What I liked most about The Troop was the writing. This language was lovely: wonderfully descriptive, alternating between beautiful and vulgar, and always very distinctive. Cutter has a strong voice. (FYI, Cutter is actually a pseudonym for Craig Davidson, the author of the incandescent Rust and Bone. I also loved that the story took place in Prince Edward Island. Go Canada, etc.
I also really liked that this book was scary, even if it was the gross kind of scary. Definitely DO NOT read this book while you’re eating. It reminded me of Mira Grant’s Parasite mostly because they both deal with genetically modified parasites, but I preferred this book because I thought the science of the worm was more realistic, bearing in mind that both are works of fiction.
There were some things I wasn’t too fond off. I thought the plot was predictable and the pacing was a bit slow, but these are usually things that I’ll overlook if the characters are well-crafted and memorable. Alas, these characters were not what I was hoping for. I agree with some reviews I read in that the boys were archetypes, and this added to the novel’s general feeling of predictability. Scoutmaster Tim was TSTL. Ugh, Tim. This could have all been avoided if only you weren’t A COMPLETE MORON. Say no to impromptu cabin surgery, kids. The boys themselves were a Breakfast Club collection of clique representatives. Kent, the jock; Ephraim, the bad-tempered boy from the wrong side of the tracks; Max, the calm everyman; Shelley, the psychopath; and poor Newton, the chubby, perpetually-bullied nerd. I liked Ephraim the best (surprise, surprise), and I think the story might have benefited from being told from his point of view exclusively (the story is told from alternating points of view, interspersed with newspaper columns, excerpts from scientific reports, and interview transcripts – it was clumsy). I thought he was the most interesting of the boys by far, but I found his fate to be out of character for him, and another of the story’s failings.

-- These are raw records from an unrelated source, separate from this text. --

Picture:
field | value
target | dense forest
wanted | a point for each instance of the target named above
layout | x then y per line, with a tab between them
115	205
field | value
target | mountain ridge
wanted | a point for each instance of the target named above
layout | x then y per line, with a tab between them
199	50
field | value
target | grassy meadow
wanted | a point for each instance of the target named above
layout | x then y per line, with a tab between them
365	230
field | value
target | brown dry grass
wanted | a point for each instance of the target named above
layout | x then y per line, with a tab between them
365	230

And then there’s the turtle. The god-damn turtle. You know what, I am not emotionally stable enough to discuss the turtle right now. I probably never will be.

OH GOD MY EMOTIONS. FORGET IT, ROBYN. FORGET THE PAINNNNN–cat videos, cat videos, cat videos cat vi–*sticks fingers in ears and watches cat videos until the pain goes away*
Boy Scouts, man. Listen to me, none of this shit would have happened to Brownies. Brownies would have taken one look at Patient Zero and SHUT IT DOWN, Brownie-style. Because Brownies are BAMFs.

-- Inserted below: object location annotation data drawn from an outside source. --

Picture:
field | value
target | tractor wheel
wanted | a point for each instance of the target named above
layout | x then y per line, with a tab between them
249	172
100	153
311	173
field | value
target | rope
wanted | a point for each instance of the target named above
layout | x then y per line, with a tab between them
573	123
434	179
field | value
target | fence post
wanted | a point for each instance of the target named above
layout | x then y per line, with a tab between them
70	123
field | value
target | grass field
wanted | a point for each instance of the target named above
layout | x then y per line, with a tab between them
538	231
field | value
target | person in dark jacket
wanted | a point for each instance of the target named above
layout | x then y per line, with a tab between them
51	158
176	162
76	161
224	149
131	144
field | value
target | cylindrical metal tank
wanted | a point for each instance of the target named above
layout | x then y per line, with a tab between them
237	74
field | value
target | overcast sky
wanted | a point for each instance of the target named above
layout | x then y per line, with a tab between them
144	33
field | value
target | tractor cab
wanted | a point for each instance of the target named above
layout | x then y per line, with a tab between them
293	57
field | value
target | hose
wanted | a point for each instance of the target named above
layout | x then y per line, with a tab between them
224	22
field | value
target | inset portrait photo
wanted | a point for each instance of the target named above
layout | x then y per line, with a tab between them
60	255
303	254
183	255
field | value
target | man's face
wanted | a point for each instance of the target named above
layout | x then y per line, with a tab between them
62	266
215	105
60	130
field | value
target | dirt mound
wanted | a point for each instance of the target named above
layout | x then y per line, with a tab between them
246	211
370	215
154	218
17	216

Verdict: Read it. Yes, despite its failings, I enjoyed this book. It was an easy read – I tore through it in two days – and delightfully disgusting and creepy and Canadian. After you read it, maybe pick up Scott Smith’s The Ruins – I LOVED this book (hopefully one day I’ll muster the motivation to write a review extolling its many virtues). It’s similar to The Troop, but surpasses it in many ways. And waaay better than the movie.
Best lines: “There is an emotion that operates on a register above sheer terror. It lives on a mindless dog-whistle frequency. Its existence is in itself a horrifying discovery: like scanning a short-wave radio in the dead of night and tuning in to an alien wavelength–a heavy whisper barely climbing above the static, voices muttering in a brutal language that human tongues could never speak.” (p. 130)
Rating: Three and a half mutant worms. (I know, predictable. Whatever. Lay off me, I just had to relive the turtle incident in my mind and I’m in a very fragile place right now. Send cake and Jason Momoa.)
Book Cat?

Er… gotta go, guys. I think my cat and I have to have a talk about youtube. Smell ya later, punks!